General Information. Skin cancer is the most common form of cancer that can occur in humans. Every year, there are more than 1 million new cases of skin cancer in the United States. Almost one in five Americans will develop some form of skin cancer in his/her lifetime. The number of new cases is steadily rising, especially among young adults. In addition, people who have had skin cancer in the past are at higher risk of developing new skin cancer in the near future.
There are many types of skin cancer; some of which can be quite disfiguring or even deadly as they invade locally and/or spread to other organs. The majority of skin cancer is generally treatable if detected early and managed appropriately. Therefore, proactive prevention, early detection, and prompt treatment are crucial. Dr. Liana Abramova at Dermatology of Virginia in Fairfax is an experienced dermatologist who can help diagnose and treat various types of skin cancer and create a prevention plan that helps keep your skin healthy.

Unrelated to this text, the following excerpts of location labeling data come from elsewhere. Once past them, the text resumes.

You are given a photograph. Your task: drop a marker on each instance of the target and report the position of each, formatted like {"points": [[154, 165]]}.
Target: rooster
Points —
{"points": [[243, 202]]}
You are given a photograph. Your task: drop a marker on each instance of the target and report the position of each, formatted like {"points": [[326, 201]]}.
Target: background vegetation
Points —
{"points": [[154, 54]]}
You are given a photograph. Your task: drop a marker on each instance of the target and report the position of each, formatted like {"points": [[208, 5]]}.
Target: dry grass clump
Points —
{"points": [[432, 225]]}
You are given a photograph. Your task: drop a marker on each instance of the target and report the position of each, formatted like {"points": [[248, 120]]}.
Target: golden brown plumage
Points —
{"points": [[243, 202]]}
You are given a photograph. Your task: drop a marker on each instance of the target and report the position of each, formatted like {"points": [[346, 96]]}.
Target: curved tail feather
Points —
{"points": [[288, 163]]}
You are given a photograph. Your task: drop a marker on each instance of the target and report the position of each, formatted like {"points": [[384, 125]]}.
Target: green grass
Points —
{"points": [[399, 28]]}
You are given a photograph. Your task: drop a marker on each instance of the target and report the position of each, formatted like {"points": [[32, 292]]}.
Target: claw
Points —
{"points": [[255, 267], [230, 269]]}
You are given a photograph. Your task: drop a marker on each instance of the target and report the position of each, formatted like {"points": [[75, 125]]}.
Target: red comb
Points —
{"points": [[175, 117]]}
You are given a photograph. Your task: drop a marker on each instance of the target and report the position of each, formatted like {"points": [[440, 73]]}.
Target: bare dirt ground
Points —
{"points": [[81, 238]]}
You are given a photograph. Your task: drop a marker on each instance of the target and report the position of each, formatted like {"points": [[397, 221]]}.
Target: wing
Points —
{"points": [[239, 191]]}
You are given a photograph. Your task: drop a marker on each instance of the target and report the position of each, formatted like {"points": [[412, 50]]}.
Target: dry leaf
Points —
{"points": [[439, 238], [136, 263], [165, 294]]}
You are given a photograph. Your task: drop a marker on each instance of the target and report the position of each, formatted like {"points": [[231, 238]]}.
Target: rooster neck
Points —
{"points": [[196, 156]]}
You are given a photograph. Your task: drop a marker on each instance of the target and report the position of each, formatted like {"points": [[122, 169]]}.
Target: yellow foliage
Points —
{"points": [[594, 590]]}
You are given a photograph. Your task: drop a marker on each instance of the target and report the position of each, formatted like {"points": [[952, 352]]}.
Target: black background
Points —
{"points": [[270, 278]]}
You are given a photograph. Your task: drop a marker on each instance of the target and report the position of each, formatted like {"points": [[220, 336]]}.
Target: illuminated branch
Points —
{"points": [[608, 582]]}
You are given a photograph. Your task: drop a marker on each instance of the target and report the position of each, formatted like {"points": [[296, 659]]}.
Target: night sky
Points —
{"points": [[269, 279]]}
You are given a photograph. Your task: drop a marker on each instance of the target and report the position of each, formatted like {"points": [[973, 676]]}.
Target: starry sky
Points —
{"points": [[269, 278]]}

What is skin cancer? Cancer is a very scary word that is used to describe many different tumors and growths. These tumors/growths can also have many different prognoses. Fortunately, the majority of skin cancer is generally treatable if detected early. A cancer is a disease in which cells are multiplying faster than they normally should. Most cells in a human body are programmed by their genetic codes (DNA) to divide and reproduce in an orderly manner to allow the body to grow, replenish worn-out tissue, and repair wounds. When the DNAs of these cells are damaged and mutated in some way (for instance, by sunrays or ultraviolet radiation in the case of skin cancer), these cells begin to uncontrollably divide, replicate, overwhelm the body’s repair mechanism, and become a cancer. If left untreated, skin cancer will grow larger and deeper, destroy nearby structures, and sometimes spread to other organs. The effects of untreated skin cancer can be devastating.
How many types of skin cancer are there? There are many types of skin cancer. Three main types of skin cancer include basal cell carcinoma, squamous cell carcinoma, and melanoma which derive their names from the names of the cell types that become cancerous, such as basal cells, squamous cells, and melanocytes. Basal cell carcinoma is the most common form of skin cancer, accounting for roughly 75%. Squamous cell carcinoma is the second most common form, accounting for about 16%. Melanoma, though rare, is a more serious form of skin cancer.
What causes skin cancer? As mentioned previously, combination of chronic cumulative exposure and intermittent but intense exposure to UV lights (in natural sunrays or tanning beds) can cause significant alteration to the underlying DNA of the skin cells and turn normal basal or squamous cells into cancerous cells. If one undergoes radiation therapy for some unrelated cancer treatment or for other conditions, one is at higher risk for developing skin cancer in the radiation field. People with traumatic scars, certain chemical exposure, some inherited cancer-prone syndromes, and immunosuppressive condition or treatment are more predisposed to develop skin cancer.
Why do I need skin cancer screening? Skin cancer is a preventable and treatable form of cancer, if prevented effectively or detected early. It sometimes takes years to develop a skin cancer after the initial significant sun exposure. For example, most people who had excessive sun burns during their childhood, teenage years or early adulthood were found to develop skin cancer in their thirties and forties. If you think that you have many of risk factors for developing skin cancer mentioned above, you may benefit from an annual skin cancer screening with Dr. Liana Abramova. She can help assess risks, identify problem areas, biopsy when needed and treat.